As you can see, there is already a minimal definition of (==) and (/=), which allows you to define only one of the two functions when you create an instance. A first remark about type signature ((/=) :: a -> a -> Bool and (==) :: a -> a -> Bool). As often in Haskell, the signature is here for documentation purpose. It can be read as: function (==) (and respectively (/=)) takes an a to produce a function that takes an a to produce a boolean. Its a bit different than a function that takes two a to produce a boolean, but we will focus on it another day. Actually, it can be used as if it was a two a argument function. a is a type variable, which must be replace by the correct type when you declare your instance. In our example, it was replaced by Person in our declaration. Some other little Haskell things. The use of parenthesis around a function with two parameters indicates that you can use the function without the parenthesis in an infix manner. To test equality of two values a and b, you can either write a == b or (==) a b.

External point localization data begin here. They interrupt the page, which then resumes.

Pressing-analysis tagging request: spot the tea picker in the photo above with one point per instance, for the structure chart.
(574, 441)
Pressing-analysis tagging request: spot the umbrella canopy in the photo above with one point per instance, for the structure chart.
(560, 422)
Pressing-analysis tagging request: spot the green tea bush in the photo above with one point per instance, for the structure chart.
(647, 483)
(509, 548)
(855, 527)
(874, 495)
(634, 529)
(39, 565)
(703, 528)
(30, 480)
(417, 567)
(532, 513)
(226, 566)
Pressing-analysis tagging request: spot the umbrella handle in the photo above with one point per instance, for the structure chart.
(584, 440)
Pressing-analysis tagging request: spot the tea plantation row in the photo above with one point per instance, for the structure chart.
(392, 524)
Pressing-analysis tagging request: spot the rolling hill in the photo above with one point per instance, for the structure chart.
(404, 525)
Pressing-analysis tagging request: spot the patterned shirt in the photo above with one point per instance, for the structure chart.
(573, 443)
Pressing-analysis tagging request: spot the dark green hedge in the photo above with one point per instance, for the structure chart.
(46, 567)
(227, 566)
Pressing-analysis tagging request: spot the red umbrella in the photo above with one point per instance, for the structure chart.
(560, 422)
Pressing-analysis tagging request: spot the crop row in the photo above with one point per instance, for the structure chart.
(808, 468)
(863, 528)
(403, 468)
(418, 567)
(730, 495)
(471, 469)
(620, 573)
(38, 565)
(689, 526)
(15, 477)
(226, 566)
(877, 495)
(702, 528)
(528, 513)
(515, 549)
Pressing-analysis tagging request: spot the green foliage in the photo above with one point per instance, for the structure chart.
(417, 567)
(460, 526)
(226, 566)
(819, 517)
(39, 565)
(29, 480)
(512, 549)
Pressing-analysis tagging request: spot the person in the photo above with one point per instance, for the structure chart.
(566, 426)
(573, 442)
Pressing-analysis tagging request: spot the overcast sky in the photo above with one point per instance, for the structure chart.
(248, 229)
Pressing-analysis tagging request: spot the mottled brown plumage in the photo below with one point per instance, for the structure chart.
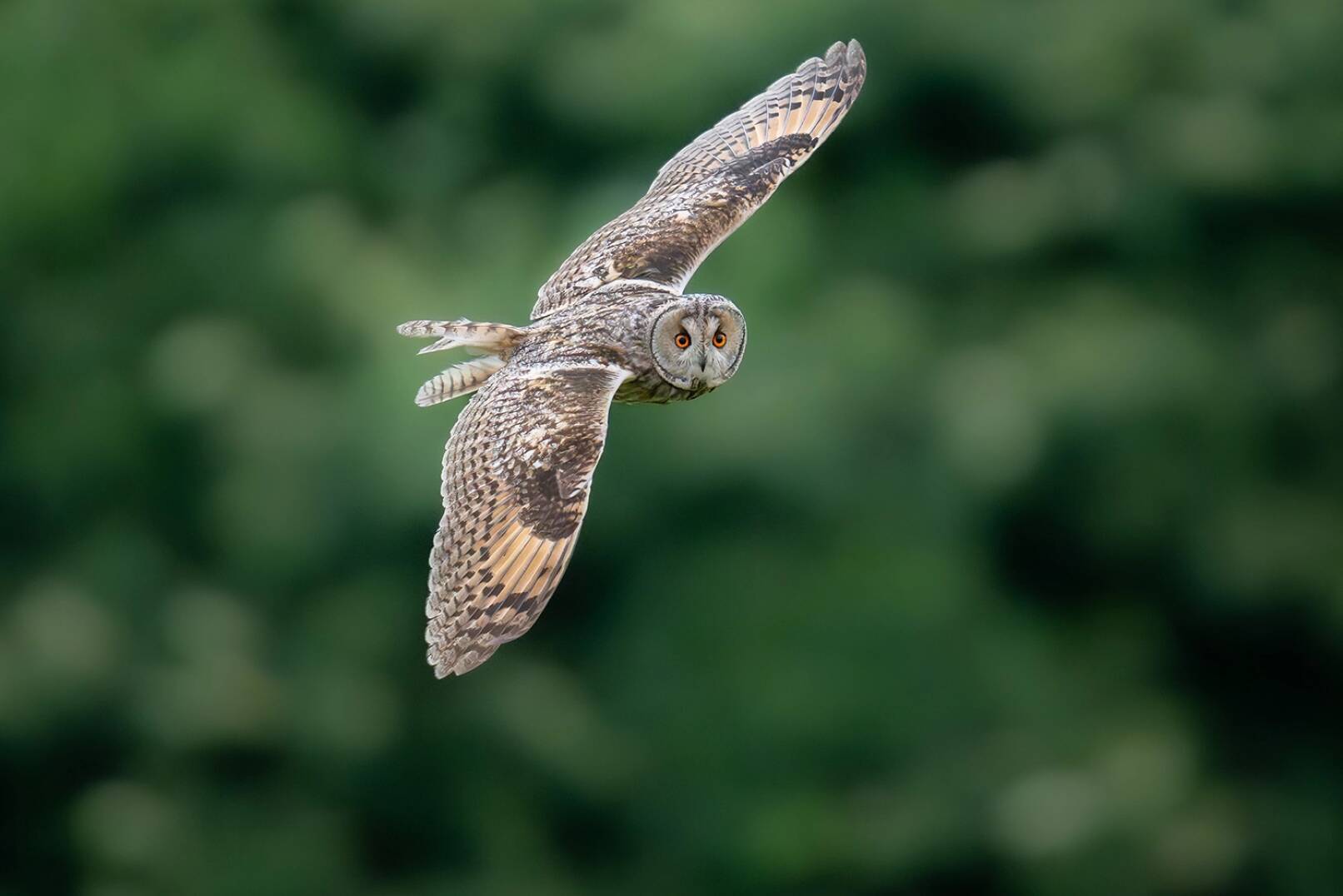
(610, 324)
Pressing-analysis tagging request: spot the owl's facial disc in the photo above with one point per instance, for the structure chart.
(699, 341)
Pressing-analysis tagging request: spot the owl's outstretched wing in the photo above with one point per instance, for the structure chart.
(716, 183)
(516, 479)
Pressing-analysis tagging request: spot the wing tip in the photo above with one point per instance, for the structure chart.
(847, 57)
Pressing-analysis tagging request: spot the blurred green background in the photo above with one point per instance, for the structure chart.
(1011, 562)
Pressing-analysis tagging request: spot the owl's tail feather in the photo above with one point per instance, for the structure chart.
(460, 379)
(497, 339)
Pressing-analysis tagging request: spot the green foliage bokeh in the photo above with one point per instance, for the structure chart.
(1011, 562)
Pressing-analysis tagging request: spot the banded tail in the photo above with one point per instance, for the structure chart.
(495, 341)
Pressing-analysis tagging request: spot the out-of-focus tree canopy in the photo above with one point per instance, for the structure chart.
(1011, 562)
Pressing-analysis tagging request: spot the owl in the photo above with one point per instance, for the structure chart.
(612, 324)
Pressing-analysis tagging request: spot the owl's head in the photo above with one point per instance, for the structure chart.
(697, 341)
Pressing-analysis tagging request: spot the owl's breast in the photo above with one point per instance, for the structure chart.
(651, 389)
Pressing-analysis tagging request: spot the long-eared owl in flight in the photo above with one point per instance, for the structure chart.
(610, 324)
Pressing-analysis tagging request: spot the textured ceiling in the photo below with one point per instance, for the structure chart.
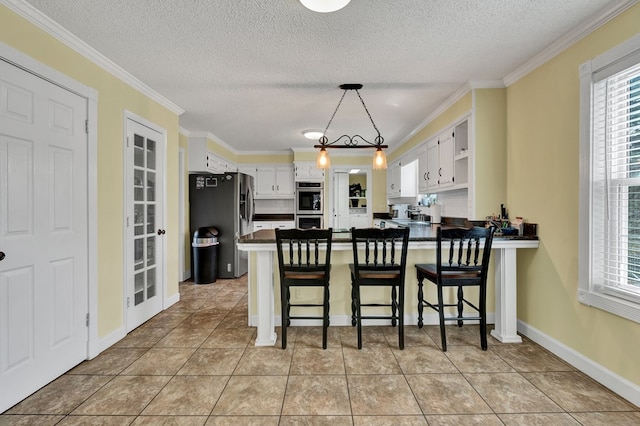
(256, 73)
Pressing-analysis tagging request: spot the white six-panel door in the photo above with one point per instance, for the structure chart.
(43, 232)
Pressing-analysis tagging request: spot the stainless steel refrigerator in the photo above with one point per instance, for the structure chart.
(225, 202)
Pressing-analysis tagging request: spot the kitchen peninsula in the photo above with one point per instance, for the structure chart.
(263, 276)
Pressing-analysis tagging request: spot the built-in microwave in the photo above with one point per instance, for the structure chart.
(309, 198)
(309, 221)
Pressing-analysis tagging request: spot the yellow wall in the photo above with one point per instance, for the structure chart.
(114, 97)
(183, 142)
(542, 181)
(490, 110)
(456, 111)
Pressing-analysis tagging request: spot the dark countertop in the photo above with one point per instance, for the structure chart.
(273, 216)
(416, 233)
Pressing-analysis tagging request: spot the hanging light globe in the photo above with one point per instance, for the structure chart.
(324, 6)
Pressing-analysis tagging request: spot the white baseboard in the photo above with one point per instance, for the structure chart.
(107, 341)
(170, 301)
(618, 384)
(345, 320)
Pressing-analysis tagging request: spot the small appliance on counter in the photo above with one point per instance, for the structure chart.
(399, 211)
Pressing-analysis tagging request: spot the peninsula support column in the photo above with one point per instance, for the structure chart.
(266, 335)
(506, 321)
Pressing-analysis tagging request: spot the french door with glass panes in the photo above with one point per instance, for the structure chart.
(145, 235)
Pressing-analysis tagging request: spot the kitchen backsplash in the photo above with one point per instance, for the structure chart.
(275, 206)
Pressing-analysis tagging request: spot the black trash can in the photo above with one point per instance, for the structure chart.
(205, 255)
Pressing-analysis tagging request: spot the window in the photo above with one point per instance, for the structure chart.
(609, 252)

Typclasses can be seen from a Java developer point of view as interfaces. It’s not totally accurate since you can’t build a one-to-one mapping between the two approach. There are some analogies between the imperative and the functional paradigm, but they fail at some point. I’m giving you two major differences (there are certainly more of them):

You can define a default implementation for some method in a typeclass, not in an interface.
You can add instance to a type whenever you want. Not only when you introduce it in your code. If my type doesn’t have an instance of Eq, I can add it when I need to.